I found some information on CXF's website (CXF Wiki) for the client configuration, here is the given example:
<http:conduit name="{http://apache.org/hello_world}HelloWorld.http-conduit">
<http:tlsClientParameters>
<sec:keyManagers keyPassword="password">
<sec:keyStore type="JKS" password="password"
file="src/test/java/org/apache/cxf/systest/http/resources/Morpit.jks"/>
</sec:keyManagers>
<sec:trustManagers>
<sec:keyStore type="JKS" password="password"
file="src/test/java/org/apache/cxf/systest/http/resources/Truststore.jks"/>
</sec:trustManagers>
<sec:cipherSuitesFilter>
<!-- these filters ensure that a ciphersuite with
export-suitable or null encryption is used,
but exclude anonymous Diffie-Hellman key change as
this is vulnerable to man-in-the-middle attacks -->
<sec:include>.*_EXPORT_.*</sec:include>
<sec:include>.*_EXPORT1024_.*</sec:include>
<sec:include>.*_WITH_DES_.*</sec:include>
<sec:include>.*_WITH_NULL_.*</sec:include>
<sec:exclude>.*_DH_anon_.*</sec:exclude>
</sec:cipherSuitesFilter>
</http:tlsClientParameters>
<http:authorization>
<sec:UserName>Betty</sec:UserName>
<sec:Password>password</sec:Password>
</http:authorization>
<http:client AutoRedirect="true" Connection="Keep-Alive"/>
</http:conduit>
Concerning this configuration, the
Concerning the server side configuration I am unable to launch the server properly, here is the configuration I have:
<http:destination name="{urn:ihe:iti:xds-b:2007}DocumentRepository_Port_Soap12.http-destination">
</http:destination>
<httpj:engine-factory>
<httpj:engine port="9043">
<httpj:tlsServerParameters>
<sec:keyManagers keyPassword="changeit">
<sec:keyStore type="JKS" password="changeit" file="security/keystore.jks" />
</sec:keyManagers>
<sec:trustManagers>
<sec:keyStore type="JKS" password="changeit" file="security/cacerts.jks" />
</sec:trustManagers>
<sec:cipherSuitesFilter>
<!--
these filters ensure that a ciphersuite with export-suitable or null encryption is used, but exclude
anonymous Diffie-Hellman key change as this is vulnerable to man-in-the-middle attacks
-->
<sec:include>.*_EXPORT_.*</sec:include>
<sec:include>.*_EXPORT1024_.*</sec:include>
<sec:include>.*_WITH_DES_.*</sec:include>
<sec:include>.*_WITH_NULL_.*</sec:include>
<sec:exclude>.*_DH_anon_.*</sec:exclude>
</sec:cipherSuitesFilter>
<sec:clientAuthentication want="true" required="true" />
</httpj:tlsServerParameters>
</httpj:engine>
</httpj:engine-factory>
But when I run my application server (JOnas) with this configuration I have the following error message:
Line 20 in XML document from ServletContext resource [/WEB-INF/beans.xml] is invalid; nested exception is org.xml.sax.SAXParseException: cvc-complex-type.2.4.c: The matching wildcard is strict, but no declaration can be found for element 'httpj:engine-factory'.

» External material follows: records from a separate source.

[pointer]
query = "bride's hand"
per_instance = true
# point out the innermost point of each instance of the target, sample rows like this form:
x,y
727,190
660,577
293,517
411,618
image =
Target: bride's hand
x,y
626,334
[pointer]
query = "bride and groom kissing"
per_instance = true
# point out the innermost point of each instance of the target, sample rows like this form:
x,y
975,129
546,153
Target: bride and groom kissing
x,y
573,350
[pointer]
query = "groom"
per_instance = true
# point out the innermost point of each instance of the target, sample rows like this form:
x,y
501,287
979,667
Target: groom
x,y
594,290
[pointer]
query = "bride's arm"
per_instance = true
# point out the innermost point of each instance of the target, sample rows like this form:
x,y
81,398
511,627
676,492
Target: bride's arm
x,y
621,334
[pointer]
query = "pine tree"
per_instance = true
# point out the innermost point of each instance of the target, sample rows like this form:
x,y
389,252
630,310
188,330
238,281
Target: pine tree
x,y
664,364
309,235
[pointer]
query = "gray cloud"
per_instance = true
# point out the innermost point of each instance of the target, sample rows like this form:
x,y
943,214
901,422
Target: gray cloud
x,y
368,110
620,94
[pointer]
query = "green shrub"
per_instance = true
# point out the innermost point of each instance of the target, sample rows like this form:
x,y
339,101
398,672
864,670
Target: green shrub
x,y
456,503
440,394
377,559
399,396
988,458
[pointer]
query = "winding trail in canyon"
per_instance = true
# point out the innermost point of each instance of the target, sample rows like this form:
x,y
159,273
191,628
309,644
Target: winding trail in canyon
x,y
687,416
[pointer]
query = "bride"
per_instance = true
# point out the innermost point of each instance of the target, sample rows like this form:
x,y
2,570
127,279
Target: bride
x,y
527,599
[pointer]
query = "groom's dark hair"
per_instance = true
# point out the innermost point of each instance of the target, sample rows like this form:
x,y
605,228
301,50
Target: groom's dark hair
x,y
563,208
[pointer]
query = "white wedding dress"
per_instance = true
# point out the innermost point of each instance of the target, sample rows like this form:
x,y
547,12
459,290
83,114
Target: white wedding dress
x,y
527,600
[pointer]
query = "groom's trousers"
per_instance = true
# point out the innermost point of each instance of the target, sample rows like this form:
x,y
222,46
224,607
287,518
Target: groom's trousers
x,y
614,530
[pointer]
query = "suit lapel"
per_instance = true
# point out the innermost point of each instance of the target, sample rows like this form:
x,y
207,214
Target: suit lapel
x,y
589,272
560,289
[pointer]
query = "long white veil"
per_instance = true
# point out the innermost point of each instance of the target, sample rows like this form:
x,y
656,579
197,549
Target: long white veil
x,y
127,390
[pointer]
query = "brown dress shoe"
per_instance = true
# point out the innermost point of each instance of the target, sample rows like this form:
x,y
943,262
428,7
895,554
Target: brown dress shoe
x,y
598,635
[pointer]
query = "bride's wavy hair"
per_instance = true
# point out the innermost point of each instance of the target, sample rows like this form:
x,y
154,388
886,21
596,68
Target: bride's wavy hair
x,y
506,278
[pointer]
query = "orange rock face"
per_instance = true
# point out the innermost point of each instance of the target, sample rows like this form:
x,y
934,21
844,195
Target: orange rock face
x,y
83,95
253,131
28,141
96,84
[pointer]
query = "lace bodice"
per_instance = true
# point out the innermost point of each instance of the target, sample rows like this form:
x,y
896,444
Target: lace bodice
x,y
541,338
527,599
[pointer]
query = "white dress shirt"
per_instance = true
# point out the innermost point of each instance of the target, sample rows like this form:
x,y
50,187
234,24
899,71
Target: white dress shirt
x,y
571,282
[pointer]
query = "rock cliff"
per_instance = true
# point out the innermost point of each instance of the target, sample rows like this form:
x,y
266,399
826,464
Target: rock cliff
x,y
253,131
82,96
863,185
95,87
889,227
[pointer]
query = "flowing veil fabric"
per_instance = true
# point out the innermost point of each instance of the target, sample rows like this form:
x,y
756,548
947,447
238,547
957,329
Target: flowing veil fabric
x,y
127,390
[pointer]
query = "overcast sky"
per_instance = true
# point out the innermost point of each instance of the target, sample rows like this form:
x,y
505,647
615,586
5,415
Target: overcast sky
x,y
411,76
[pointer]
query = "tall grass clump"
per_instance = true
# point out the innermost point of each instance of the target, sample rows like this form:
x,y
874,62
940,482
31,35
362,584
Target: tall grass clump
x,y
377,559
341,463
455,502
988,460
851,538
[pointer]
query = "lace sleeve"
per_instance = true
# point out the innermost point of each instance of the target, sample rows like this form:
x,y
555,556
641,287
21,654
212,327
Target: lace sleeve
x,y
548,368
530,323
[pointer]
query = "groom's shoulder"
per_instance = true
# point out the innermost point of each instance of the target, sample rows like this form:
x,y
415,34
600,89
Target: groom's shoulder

Do you guys know how to solve this issue?
Thanks in advance,
It sounds like you are missing a namespace declaration or you have fat-fingered your XML. This is likely more of a Spring related issue than a CXF issue.
Check that the following items appear on your beans element where you declare httj:engine-factory:
<beans
...
xmlns:httpj="http://cxf.apache.org/transports/http-jetty/configuration"
...
xmlns:xsi="http://www.w3.org/2001/XMLSchema-instance"
xsi:schemaLocation="
http://cxf.apache.org/transports/http-jetty/configuration http://cxf.apache.org/schemas/configuration/http-jetty.xsd
...">
<import resource="classpath:META-INF/cxf/cxf-extension-http.xml" />
<import resource="classpath:META-INF/cxf/cxf-extension-http-jetty.xml" />
Check that the CXF Jetty Transport JAR is in your classpath at runtime.
If you add the declaration and the schema location to your context file in your IDE (at least in Eclipse with the Spring plug-ins and IDEA) you should get schema validation right in your IDE so you can easily find any mistakes you make and take advantage of auto-completion.